= Barred irregular galaxy =

Irregular version of a barred spiral galaxy

The Large Magellanic Cloud, an example of a barred spiral galaxy

A barred irregular galaxy is an irregular version of a barred spiral galaxy. They have a bar-shaped structure in the middle of an otherwise irregular shape. Examples include the Large Magellanic Cloud (LMC) and NGC 6822, although LMC is more often classified as a magellanic spiral galaxy. Some barred irregular galaxies (like the Large Magellanic Cloud) may be dwarf spiral galaxies, which have been distorted into an irregular shape by tidal interactions with a more massive neighbor.

==Classification and Formation==
Barred irregular galaxies are part of a broader classification of galaxies that do not fit neatly into the Hubble sequence of elliptical and spiral galaxies. The presence of a central bar is a significant feature, as bars are found in approximately two-thirds of all spiral galaxies. These bars are thought to form from density waves that reshape the orbits of stars near the galactic center.

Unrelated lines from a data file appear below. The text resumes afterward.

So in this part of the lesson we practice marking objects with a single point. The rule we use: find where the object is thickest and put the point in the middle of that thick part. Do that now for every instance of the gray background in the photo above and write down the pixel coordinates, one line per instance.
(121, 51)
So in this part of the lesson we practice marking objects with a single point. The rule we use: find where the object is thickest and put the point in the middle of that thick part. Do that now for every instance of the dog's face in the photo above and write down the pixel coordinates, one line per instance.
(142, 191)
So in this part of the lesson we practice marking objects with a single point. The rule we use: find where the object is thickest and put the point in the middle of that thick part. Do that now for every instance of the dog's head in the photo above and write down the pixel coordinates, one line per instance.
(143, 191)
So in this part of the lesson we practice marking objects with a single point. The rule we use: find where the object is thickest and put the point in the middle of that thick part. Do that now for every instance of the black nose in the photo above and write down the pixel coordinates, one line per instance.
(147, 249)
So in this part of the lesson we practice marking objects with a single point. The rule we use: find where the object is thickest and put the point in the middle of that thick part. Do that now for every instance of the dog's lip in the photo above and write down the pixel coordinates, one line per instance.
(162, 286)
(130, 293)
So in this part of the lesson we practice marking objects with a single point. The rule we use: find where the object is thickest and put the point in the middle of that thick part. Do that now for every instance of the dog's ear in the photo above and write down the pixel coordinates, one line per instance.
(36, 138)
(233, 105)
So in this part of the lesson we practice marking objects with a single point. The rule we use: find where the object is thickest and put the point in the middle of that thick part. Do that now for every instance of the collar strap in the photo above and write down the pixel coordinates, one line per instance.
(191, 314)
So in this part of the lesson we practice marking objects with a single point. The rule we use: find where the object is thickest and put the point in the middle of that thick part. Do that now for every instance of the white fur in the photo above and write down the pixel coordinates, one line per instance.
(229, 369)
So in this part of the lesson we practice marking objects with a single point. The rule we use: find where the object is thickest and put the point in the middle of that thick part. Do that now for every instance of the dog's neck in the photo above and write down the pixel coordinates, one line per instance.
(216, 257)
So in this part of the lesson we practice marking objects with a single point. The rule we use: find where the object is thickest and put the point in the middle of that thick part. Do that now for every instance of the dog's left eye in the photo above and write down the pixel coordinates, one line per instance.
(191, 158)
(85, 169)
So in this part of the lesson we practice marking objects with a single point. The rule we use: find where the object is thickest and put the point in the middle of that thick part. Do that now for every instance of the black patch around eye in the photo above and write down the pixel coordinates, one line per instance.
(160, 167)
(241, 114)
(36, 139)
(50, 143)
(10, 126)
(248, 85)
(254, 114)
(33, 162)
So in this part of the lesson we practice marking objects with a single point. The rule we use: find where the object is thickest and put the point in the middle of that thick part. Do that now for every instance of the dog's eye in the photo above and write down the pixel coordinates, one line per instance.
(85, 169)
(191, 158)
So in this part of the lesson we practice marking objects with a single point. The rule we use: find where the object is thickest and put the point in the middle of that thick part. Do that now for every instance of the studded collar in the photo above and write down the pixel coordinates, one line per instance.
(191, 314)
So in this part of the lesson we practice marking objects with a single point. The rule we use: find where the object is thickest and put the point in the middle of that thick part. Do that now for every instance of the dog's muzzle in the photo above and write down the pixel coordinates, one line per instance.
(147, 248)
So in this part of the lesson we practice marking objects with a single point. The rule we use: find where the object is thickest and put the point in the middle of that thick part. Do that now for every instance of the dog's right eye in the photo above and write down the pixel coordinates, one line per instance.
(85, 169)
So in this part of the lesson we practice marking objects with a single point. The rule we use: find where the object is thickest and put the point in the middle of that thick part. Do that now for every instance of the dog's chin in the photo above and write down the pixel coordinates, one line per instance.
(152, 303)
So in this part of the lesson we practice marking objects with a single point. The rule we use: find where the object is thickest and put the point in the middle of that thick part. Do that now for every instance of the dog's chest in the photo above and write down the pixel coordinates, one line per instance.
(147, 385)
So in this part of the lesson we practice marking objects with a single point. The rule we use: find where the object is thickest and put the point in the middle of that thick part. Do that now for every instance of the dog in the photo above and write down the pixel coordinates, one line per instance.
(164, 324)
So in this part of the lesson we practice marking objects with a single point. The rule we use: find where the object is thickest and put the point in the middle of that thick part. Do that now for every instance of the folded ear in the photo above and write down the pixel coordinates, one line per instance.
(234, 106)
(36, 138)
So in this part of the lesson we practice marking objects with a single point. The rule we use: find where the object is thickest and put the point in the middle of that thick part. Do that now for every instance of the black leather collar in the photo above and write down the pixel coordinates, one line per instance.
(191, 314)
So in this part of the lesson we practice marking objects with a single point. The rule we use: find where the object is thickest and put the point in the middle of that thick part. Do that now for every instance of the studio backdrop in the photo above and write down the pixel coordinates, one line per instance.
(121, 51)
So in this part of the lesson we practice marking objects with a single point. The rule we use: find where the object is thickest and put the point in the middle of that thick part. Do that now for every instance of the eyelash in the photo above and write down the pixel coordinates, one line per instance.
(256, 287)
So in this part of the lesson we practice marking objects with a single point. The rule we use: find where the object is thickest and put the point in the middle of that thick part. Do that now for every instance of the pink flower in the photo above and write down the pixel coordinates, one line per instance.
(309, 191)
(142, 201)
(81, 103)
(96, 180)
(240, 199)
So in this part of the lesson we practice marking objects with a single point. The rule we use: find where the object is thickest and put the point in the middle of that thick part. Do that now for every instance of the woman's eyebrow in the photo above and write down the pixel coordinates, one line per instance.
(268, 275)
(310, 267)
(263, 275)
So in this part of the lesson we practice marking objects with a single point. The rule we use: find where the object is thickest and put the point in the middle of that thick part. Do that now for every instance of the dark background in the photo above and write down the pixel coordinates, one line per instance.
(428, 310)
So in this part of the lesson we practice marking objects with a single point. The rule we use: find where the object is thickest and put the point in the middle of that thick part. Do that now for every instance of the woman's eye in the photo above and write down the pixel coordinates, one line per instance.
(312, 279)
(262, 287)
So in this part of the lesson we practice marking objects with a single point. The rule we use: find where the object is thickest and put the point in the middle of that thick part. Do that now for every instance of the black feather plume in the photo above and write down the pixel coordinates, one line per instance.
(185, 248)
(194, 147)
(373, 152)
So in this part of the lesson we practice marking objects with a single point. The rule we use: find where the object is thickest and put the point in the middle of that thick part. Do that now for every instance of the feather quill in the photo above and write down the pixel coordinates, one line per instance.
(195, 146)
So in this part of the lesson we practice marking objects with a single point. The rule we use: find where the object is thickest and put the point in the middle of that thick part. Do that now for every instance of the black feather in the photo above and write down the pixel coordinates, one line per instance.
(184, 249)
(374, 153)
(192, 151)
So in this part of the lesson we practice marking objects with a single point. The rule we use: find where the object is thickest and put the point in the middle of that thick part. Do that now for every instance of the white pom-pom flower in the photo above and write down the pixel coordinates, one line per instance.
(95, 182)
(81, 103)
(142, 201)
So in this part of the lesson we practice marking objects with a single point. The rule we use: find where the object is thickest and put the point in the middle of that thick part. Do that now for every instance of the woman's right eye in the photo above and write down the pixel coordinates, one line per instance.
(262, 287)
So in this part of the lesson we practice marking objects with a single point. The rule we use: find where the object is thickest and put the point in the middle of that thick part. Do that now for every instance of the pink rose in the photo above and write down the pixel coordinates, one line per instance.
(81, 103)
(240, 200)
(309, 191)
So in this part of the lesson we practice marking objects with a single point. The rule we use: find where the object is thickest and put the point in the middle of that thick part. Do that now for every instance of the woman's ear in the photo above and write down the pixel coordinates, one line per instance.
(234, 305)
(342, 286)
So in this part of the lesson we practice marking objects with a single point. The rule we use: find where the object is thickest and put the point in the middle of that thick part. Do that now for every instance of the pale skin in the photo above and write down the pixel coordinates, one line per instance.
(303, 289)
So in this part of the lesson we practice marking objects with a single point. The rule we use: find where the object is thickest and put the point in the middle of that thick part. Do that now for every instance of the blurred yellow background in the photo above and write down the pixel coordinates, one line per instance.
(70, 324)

The irregular shape of these galaxies is often a result of gravitational interactions with other, larger galaxies. When a smaller galaxy, such as a dwarf spiral, passes close to a more massive one, the tidal forces can strip away stars and gas, creating tidal tails and disrupting the galaxy's morphology. This process can transform a regular spiral galaxy into an irregular one, and if the original galaxy was a barred spiral, it would become a barred irregular galaxy.